Frasers, which already holds over one-third of Mulberry’s shares, has made several attempts to discuss a 150p-per-share proposal and has expressed frustration with Mulberry’s unwillingness to engage.
Mulberry responded to the advances today, describing the £83 million offer as “untenable.”
Shares were down 3.9pc as Mulberry said: The Board has also taken into account the firm stance of Challice Limited (“Challice”), which holds a 56.4% majority stake in the Company, regarding the Possible Offer. As outlined in Chalice’s press statement on 13 October 2024, it has made clear that it will neither sell its Mulberry shares to Frasers nor support the Possible Offer.
After thorough consultation with its advisers and considering the above, the Board unanimously concludes that the Possible Offer is not viable. The Company will instead focus on enhancing its commercial performance.
The Board reaffirms the statement made during the announcement of the Company’s audited results on 27 September 2024:
“We believe that the combination of appointing a new CEO, securing a new debt facility, and the capital raising announced today will establish a strong foundation for the Group’s future growth.”
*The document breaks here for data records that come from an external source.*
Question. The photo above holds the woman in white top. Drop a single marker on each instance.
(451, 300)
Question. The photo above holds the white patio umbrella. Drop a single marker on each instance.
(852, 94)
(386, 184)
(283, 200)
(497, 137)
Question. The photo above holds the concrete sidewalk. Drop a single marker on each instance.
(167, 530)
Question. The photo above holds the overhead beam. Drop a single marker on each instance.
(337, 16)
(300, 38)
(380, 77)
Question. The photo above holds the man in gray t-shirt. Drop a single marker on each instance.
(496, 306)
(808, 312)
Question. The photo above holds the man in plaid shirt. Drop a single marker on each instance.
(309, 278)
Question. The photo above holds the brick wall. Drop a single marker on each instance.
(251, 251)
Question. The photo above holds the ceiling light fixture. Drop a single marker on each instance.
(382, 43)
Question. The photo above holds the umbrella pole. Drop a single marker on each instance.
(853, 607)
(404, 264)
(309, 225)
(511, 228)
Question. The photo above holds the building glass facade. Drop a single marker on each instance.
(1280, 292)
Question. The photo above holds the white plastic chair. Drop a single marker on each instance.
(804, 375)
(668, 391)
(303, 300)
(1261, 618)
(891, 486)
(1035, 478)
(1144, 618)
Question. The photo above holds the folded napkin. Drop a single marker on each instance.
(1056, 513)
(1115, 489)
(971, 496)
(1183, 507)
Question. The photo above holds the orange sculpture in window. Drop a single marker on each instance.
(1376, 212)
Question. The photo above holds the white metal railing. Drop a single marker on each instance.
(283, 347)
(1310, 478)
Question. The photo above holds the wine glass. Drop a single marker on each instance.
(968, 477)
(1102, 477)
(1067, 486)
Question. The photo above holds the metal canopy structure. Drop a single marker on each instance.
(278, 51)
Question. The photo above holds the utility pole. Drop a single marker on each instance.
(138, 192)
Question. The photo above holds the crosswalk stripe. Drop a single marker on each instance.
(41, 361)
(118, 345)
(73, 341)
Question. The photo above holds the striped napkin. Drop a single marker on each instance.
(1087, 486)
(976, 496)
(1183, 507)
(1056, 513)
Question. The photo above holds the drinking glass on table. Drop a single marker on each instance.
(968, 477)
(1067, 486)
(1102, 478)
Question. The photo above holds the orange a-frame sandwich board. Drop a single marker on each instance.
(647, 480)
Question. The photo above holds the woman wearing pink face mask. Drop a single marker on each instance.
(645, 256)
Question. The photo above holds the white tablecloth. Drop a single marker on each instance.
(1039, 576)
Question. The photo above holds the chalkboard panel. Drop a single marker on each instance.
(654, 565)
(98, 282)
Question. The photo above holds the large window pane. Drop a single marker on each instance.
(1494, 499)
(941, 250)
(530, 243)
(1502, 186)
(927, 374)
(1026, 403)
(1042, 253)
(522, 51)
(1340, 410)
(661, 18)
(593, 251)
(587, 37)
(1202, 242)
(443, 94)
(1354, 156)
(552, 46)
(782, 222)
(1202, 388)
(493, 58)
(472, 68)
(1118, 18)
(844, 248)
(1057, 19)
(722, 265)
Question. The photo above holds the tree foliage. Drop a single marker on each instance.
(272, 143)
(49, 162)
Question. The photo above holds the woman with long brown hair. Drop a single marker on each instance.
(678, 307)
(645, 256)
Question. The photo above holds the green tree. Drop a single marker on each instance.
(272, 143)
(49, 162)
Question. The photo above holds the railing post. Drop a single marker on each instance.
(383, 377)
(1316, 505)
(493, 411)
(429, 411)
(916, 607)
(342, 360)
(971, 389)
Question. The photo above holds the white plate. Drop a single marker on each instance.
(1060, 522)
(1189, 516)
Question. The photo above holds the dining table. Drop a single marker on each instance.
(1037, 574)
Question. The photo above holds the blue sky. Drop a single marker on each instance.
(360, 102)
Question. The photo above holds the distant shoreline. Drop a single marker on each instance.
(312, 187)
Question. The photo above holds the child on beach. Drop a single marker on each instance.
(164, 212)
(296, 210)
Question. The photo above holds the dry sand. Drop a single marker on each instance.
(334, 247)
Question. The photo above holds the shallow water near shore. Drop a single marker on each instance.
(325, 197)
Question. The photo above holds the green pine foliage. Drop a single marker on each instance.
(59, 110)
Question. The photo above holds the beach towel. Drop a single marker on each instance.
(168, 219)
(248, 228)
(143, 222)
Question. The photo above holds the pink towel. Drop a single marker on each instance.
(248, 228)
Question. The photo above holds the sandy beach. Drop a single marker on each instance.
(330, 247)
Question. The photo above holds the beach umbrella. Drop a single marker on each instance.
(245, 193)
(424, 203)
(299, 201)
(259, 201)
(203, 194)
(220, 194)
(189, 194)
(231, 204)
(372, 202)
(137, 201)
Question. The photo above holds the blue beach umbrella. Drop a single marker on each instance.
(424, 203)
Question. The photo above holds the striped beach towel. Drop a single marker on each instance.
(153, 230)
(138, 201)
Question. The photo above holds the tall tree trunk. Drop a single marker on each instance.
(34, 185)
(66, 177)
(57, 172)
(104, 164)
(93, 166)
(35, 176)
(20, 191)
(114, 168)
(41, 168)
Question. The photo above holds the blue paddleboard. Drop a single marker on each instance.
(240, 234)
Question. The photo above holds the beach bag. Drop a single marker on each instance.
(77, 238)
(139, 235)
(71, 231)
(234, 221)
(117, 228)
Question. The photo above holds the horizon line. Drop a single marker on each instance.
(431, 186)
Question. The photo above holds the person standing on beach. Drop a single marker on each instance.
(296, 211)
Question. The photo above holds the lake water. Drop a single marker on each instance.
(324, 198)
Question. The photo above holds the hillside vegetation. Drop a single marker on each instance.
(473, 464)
The Board acknowledges Frasers’ support for maintaining the Mulberry brand’s value, demonstrated by its participation in the recent fundraising. The Board appreciates this and looks forward to future engagements with Frasers.
Frasers now has until 5 p.m. on Monday, October 28, to either submit a firm bid or withdraw, in accordance with City Takeover Panel rules.
Comment: As stated previously, given the lay of the land, and its recent share price, MUL should be grabbing 150p with both hands. The fact that it is not may be that it feels more could be on the table. Unfortunately, the company cannot really afford to lose this game of bluff.